Donanne offers an account of our first months adapting to new life-roles:
When Fred drove us home from the hospital in our Datsun (East African Safari Rally-tested) sedan, our dear “staff” was waiting to meet Pauly. Laban, who came with our coffee plantation house in 1969, had returned to us after our year of travel around the continent. Murugi, the washerwoman-ayah whom Laban had found for us, stepped forward with a sweet smile to shade the baby’s eyes as we emerged from the car into the bright equatorial sunlight. My diary notes, “We come home from Nairobi Hospital and are greeted warmly by Murugi and Laban. And we go right into Nurse Hendrick’s scheduling. Terrific!”
Here I’d like to take a moment to salute this amazing baby nurse who, from halfway ’round the world, smoothed our way into familyhood. Relying on the orderly schedule in Gladys Hendricks, My First 300 Babies, which had been sent to us by a friend in California, we employed a routine that suited us all. The detailed schedule in the book was our saving grace. I loved that it began, “In order that the advent of your baby and his peaceful integration into family life may bring to you and to him its full measure of happiness — instead of moments of indecision, disorderly days and sleepless nights — we will take step by step the hours of his first day at home: the exact routine that I have used as a baby nurse on all of my cases.” Nurse Hendricks’ words were a great comfort to us novices! “It is not what the baby does — for at times he would seem unpredictable — it is what you do about it.”
While I took care of Pauly and the food preparation (there were good and simple recipes in the back of the Hendricks book, Murugi dealt impressively with the laundry, plus washing and ironing dry the “nappies.” She spoke to Pauly in Kikuyu, and I continued my Swahili lessons so that she and I could communicate beyond smiles and hand gestures. Fred, in spite of his voluminous reporting schedule, often babysat when I went to town. Perching Pauly in his infant seat next to the typewriter on his capacious desk, he composed pieces to telex to Boston.
Supported by Nurse Hendricks we moved confidently into our new roles. I notice that my diary is mostly empty at this juncture! After a few comments the first week: “Took loads of photos (color) yesterday. Pauly is so tiny. Can hardly find him in his pram where he sleeps.” “He is always trying to hold his head up.” “He has a very strong grip.” there are no further entries until an eagerly anticipated date three months later.
On Monday, August 21, 1972, at 2:20 a.m. we three – now “settled into your own routine” (as my mom had so wisely written from Santa Barbara upon the baby’s arrival) – drove to Embakasi Airport to welcome my folks, Pauly asleep in the converted flower basket from the Central Market. The next evening we had a party to introduce the new grandparents to two dozen friends before we headed off on a short safari. Up to Samburu in the Northern Frontier District to view the intriguing long-necked gerenuks, grevy zebras and reticulated giraffes in the dry heat; an overnight at The Outspan in Nyeri, where my parents preferred Pauly-viewing to game-viewing. (Pauly turned out to be a great traveler.)

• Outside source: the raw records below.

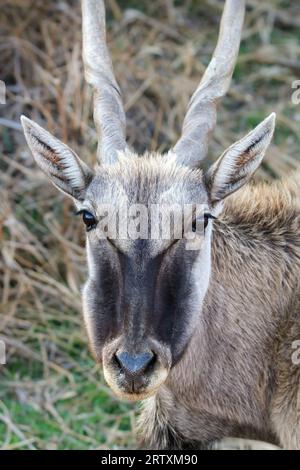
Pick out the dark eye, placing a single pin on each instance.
(206, 219)
(89, 220)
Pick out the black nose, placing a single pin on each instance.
(133, 366)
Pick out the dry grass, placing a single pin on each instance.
(51, 393)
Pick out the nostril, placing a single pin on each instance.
(135, 365)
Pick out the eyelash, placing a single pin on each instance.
(206, 219)
(88, 219)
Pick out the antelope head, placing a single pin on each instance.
(144, 295)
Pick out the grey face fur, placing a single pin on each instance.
(143, 298)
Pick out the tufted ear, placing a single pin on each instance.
(64, 168)
(238, 163)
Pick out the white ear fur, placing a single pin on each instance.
(238, 163)
(65, 169)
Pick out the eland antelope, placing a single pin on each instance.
(204, 337)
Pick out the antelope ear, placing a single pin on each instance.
(64, 168)
(240, 161)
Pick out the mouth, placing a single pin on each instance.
(134, 390)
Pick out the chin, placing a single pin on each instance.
(122, 392)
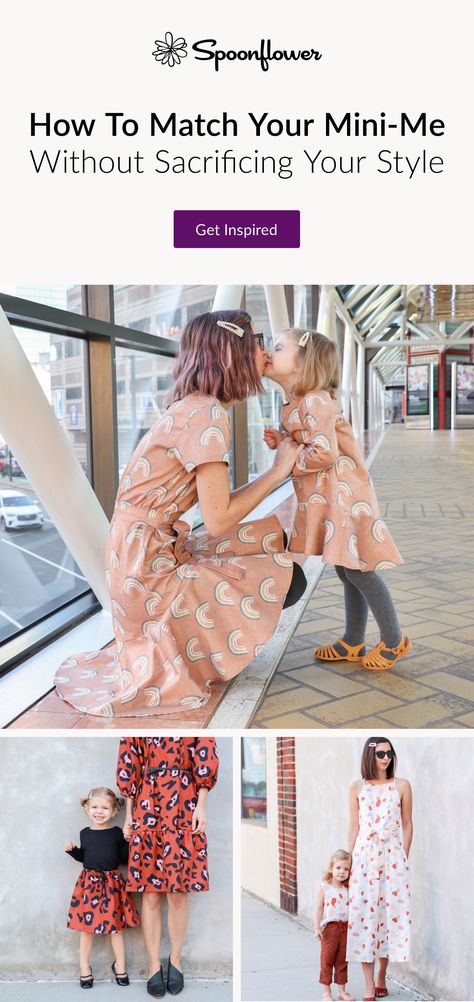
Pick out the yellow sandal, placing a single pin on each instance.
(329, 653)
(375, 660)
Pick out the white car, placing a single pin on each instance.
(19, 511)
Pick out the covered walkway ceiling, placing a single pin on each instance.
(389, 319)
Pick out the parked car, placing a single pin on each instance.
(19, 511)
(10, 467)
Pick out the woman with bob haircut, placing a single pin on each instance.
(380, 836)
(189, 608)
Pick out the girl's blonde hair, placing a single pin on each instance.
(340, 854)
(320, 367)
(116, 802)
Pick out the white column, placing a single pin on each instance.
(33, 434)
(347, 373)
(355, 413)
(361, 385)
(371, 398)
(278, 309)
(327, 313)
(227, 298)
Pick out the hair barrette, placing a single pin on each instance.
(304, 339)
(233, 328)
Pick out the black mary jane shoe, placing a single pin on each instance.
(121, 979)
(155, 985)
(86, 980)
(174, 979)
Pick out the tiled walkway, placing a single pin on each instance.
(425, 485)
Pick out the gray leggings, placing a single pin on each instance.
(364, 590)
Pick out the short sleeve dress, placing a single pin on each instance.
(338, 514)
(188, 609)
(163, 776)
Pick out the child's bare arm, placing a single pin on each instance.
(321, 448)
(273, 438)
(319, 908)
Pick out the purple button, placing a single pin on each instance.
(237, 228)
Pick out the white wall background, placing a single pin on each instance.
(41, 782)
(441, 772)
(260, 842)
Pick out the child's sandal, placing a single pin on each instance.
(330, 653)
(376, 660)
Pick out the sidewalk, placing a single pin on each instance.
(280, 960)
(425, 485)
(38, 991)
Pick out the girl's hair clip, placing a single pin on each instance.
(233, 328)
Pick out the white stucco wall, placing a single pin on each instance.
(41, 782)
(440, 769)
(260, 842)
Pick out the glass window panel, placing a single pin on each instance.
(254, 779)
(62, 297)
(160, 310)
(264, 410)
(143, 381)
(37, 573)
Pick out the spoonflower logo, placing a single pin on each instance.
(170, 51)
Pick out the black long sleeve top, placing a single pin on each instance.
(101, 849)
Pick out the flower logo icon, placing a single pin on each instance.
(170, 51)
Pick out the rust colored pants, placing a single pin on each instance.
(333, 954)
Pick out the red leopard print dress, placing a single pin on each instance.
(163, 776)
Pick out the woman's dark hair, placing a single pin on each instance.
(369, 762)
(214, 361)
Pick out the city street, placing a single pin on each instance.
(37, 572)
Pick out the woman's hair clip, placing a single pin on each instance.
(233, 328)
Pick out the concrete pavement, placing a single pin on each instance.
(281, 960)
(198, 990)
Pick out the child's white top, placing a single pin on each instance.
(336, 908)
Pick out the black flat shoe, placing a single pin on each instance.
(155, 985)
(174, 980)
(86, 980)
(121, 979)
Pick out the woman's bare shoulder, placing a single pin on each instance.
(355, 787)
(403, 784)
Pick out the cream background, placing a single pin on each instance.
(409, 56)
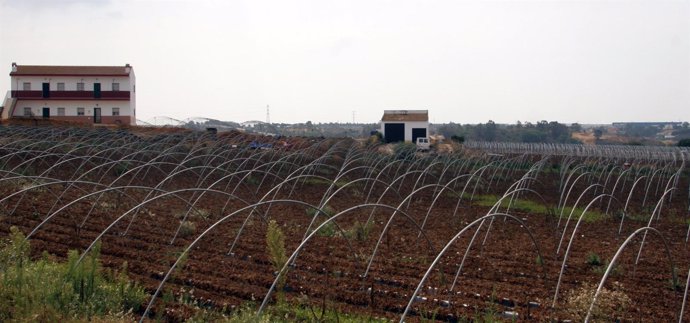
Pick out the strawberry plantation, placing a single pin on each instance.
(211, 224)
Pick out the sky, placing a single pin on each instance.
(588, 61)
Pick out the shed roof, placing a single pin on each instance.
(39, 70)
(405, 115)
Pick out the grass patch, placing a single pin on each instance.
(610, 306)
(533, 207)
(517, 204)
(48, 291)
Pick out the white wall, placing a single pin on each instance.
(71, 107)
(408, 127)
(71, 82)
(415, 124)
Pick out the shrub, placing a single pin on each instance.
(593, 259)
(360, 231)
(610, 303)
(275, 243)
(44, 290)
(187, 228)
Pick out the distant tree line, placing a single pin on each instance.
(542, 131)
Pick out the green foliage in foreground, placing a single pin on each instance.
(538, 208)
(48, 291)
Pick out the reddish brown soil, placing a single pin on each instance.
(328, 269)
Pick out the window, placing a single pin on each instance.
(46, 90)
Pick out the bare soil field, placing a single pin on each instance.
(69, 187)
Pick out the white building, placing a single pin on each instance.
(404, 125)
(85, 94)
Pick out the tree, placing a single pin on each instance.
(598, 132)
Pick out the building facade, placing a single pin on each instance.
(85, 94)
(404, 125)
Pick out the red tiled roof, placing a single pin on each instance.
(405, 116)
(71, 70)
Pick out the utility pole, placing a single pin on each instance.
(268, 114)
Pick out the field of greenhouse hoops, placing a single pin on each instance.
(512, 231)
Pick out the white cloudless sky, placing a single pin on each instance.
(593, 61)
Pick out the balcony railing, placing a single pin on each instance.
(72, 95)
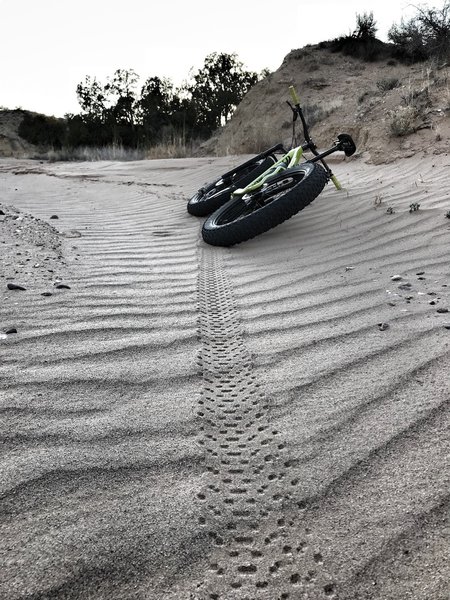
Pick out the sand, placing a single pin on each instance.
(188, 422)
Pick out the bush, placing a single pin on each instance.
(427, 35)
(403, 121)
(387, 84)
(41, 130)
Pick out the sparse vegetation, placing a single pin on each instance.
(403, 121)
(388, 84)
(426, 35)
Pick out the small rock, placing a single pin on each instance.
(15, 286)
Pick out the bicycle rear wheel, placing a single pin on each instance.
(214, 195)
(245, 217)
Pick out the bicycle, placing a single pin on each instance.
(248, 200)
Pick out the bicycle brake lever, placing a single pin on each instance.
(293, 110)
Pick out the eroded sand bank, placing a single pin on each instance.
(188, 422)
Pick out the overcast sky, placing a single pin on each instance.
(48, 46)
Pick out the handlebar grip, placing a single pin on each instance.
(294, 96)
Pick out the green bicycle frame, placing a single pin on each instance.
(291, 159)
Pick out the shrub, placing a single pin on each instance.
(424, 36)
(387, 84)
(41, 130)
(403, 121)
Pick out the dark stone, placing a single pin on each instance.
(15, 286)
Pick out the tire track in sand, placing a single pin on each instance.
(248, 471)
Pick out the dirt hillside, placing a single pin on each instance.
(11, 144)
(392, 110)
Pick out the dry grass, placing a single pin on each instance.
(172, 149)
(403, 120)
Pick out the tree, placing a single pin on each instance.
(92, 99)
(217, 89)
(425, 35)
(121, 89)
(365, 26)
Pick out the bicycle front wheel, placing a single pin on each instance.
(245, 217)
(214, 195)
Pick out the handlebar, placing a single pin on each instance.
(294, 96)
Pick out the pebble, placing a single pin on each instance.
(15, 286)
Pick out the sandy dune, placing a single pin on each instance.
(188, 422)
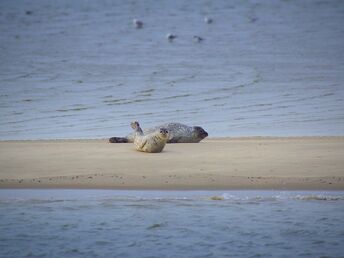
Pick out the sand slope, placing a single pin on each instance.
(233, 163)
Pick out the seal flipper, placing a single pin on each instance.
(118, 140)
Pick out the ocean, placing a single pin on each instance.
(110, 223)
(80, 69)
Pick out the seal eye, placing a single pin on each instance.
(163, 131)
(201, 132)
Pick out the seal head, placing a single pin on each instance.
(200, 133)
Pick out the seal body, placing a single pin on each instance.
(151, 142)
(177, 133)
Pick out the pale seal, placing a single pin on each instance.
(152, 142)
(178, 133)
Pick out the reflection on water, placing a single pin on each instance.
(76, 69)
(79, 223)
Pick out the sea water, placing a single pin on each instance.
(80, 69)
(110, 223)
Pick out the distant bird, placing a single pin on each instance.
(208, 20)
(197, 39)
(137, 24)
(170, 36)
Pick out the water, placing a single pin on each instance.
(79, 69)
(109, 223)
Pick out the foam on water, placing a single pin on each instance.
(81, 70)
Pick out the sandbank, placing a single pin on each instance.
(305, 163)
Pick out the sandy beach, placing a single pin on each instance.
(221, 163)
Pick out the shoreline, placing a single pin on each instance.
(228, 163)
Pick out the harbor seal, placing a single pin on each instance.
(152, 142)
(177, 133)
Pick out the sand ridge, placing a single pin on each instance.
(216, 163)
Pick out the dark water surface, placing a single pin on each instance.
(79, 69)
(105, 223)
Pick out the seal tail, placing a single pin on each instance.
(118, 140)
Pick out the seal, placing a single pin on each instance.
(177, 133)
(152, 142)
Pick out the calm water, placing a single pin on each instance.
(97, 223)
(79, 69)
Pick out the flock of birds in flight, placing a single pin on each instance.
(169, 36)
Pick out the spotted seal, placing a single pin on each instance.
(152, 142)
(178, 133)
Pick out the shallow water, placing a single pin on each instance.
(79, 69)
(106, 223)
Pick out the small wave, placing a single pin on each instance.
(319, 198)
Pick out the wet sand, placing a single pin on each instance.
(217, 163)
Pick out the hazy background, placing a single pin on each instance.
(79, 69)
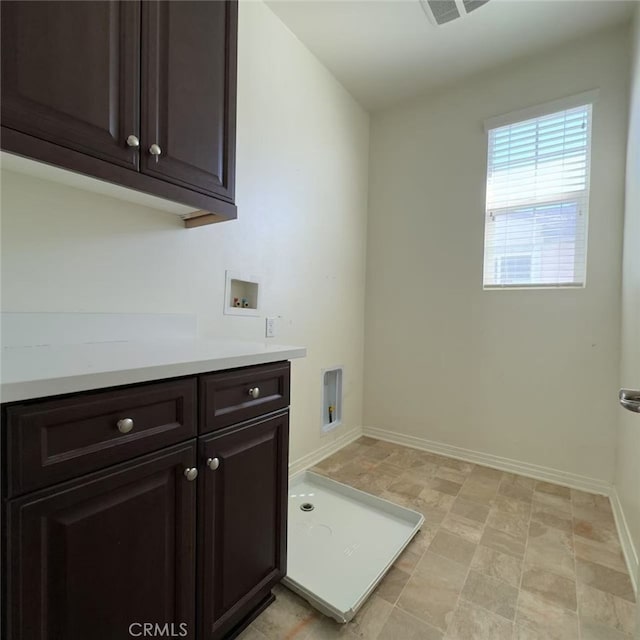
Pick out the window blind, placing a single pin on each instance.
(537, 201)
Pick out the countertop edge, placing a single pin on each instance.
(47, 387)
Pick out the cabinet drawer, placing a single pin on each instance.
(56, 440)
(234, 396)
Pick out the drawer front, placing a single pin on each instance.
(55, 440)
(234, 396)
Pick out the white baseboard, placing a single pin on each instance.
(573, 480)
(324, 451)
(628, 548)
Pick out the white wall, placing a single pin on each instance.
(627, 479)
(302, 200)
(526, 375)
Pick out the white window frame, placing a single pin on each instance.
(537, 111)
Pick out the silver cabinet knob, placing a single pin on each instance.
(190, 473)
(125, 425)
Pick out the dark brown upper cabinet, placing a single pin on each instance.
(70, 75)
(140, 94)
(185, 96)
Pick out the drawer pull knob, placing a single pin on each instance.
(125, 425)
(190, 473)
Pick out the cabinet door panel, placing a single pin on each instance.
(70, 74)
(189, 93)
(243, 518)
(91, 557)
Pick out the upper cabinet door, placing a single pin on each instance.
(70, 75)
(189, 52)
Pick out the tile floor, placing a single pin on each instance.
(500, 556)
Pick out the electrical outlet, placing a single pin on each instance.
(270, 328)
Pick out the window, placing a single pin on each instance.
(537, 198)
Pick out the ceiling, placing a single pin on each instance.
(385, 51)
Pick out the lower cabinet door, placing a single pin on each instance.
(101, 556)
(242, 519)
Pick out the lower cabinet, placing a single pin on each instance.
(93, 557)
(178, 540)
(242, 523)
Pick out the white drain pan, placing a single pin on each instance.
(340, 550)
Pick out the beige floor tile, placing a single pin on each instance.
(470, 510)
(607, 554)
(590, 500)
(553, 489)
(559, 502)
(503, 542)
(479, 490)
(551, 587)
(367, 623)
(605, 608)
(419, 475)
(408, 559)
(444, 486)
(463, 504)
(511, 523)
(487, 473)
(513, 505)
(603, 534)
(453, 547)
(432, 592)
(406, 458)
(471, 530)
(492, 594)
(452, 475)
(516, 479)
(595, 631)
(334, 462)
(288, 617)
(392, 584)
(600, 577)
(472, 622)
(600, 517)
(376, 453)
(515, 486)
(551, 550)
(422, 540)
(251, 633)
(497, 565)
(458, 465)
(436, 499)
(515, 492)
(375, 482)
(537, 619)
(405, 488)
(352, 472)
(403, 626)
(355, 449)
(551, 516)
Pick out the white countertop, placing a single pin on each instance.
(51, 369)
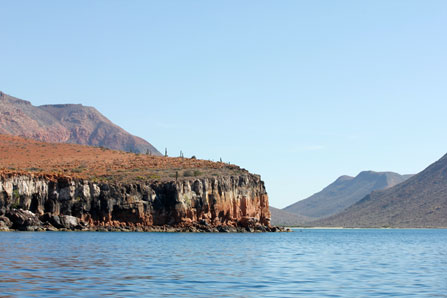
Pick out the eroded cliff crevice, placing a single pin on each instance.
(225, 203)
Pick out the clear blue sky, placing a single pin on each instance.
(300, 92)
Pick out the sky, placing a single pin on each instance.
(300, 92)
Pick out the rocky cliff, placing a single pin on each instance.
(225, 204)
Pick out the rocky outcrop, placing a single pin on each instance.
(224, 204)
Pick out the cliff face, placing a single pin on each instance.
(232, 203)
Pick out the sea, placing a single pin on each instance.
(302, 263)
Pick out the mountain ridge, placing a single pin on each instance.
(344, 192)
(66, 123)
(418, 202)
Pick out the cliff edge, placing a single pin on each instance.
(51, 186)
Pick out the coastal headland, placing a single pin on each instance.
(47, 186)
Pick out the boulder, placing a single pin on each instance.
(21, 219)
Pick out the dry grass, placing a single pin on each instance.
(92, 163)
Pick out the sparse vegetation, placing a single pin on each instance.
(102, 165)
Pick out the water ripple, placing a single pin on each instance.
(310, 263)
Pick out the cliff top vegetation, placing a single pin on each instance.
(20, 155)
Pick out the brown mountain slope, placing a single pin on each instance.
(19, 155)
(66, 123)
(419, 202)
(344, 192)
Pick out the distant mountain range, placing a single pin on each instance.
(344, 192)
(419, 202)
(66, 123)
(283, 218)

We introduced my folks to “the world press” at a dinner party on which my mom worked her Foreign Service hostess magic. Two dozen guests – including Reuters, Agence France Press, Voice of America, LATimes, Newsweek, German radio – enjoyed her exotic punch, relished beef stroganoff and chocolate-macadamia pie, and played “the game” – a precursor of “Pictionary” – that was as popular here as it had been in our home in South Africa.
A couple of days later we set off for beach walks and ancient ruins in tropical Malindi on the Indian Ocean. As we carefully loaded the car for Pauly’s second safari, my Dad cheerily remarked that we might as well put a trailer hook on the rear of the car and tow the baby’s room.
At Amboseli tented camp with great views of Kilimanjaro in the late afternoon and early morning, we had to defend our morning tea tray so that the monkeys did not abscond with the sugar – and, more importantly, with the baby. Mzima Springs’ underwater observation post provided tantalizing views of graceful hippos. Along the Tsavo River we marveled at the family life of elephants.
After three weeks of entertaining and being entertained, traveling and exploring, babysitting and bonding, my folks returned to California with new names: Babu (grandfather in Swahili) and Babu Tom and a tender appreciation of the wonders of family life in East Africa.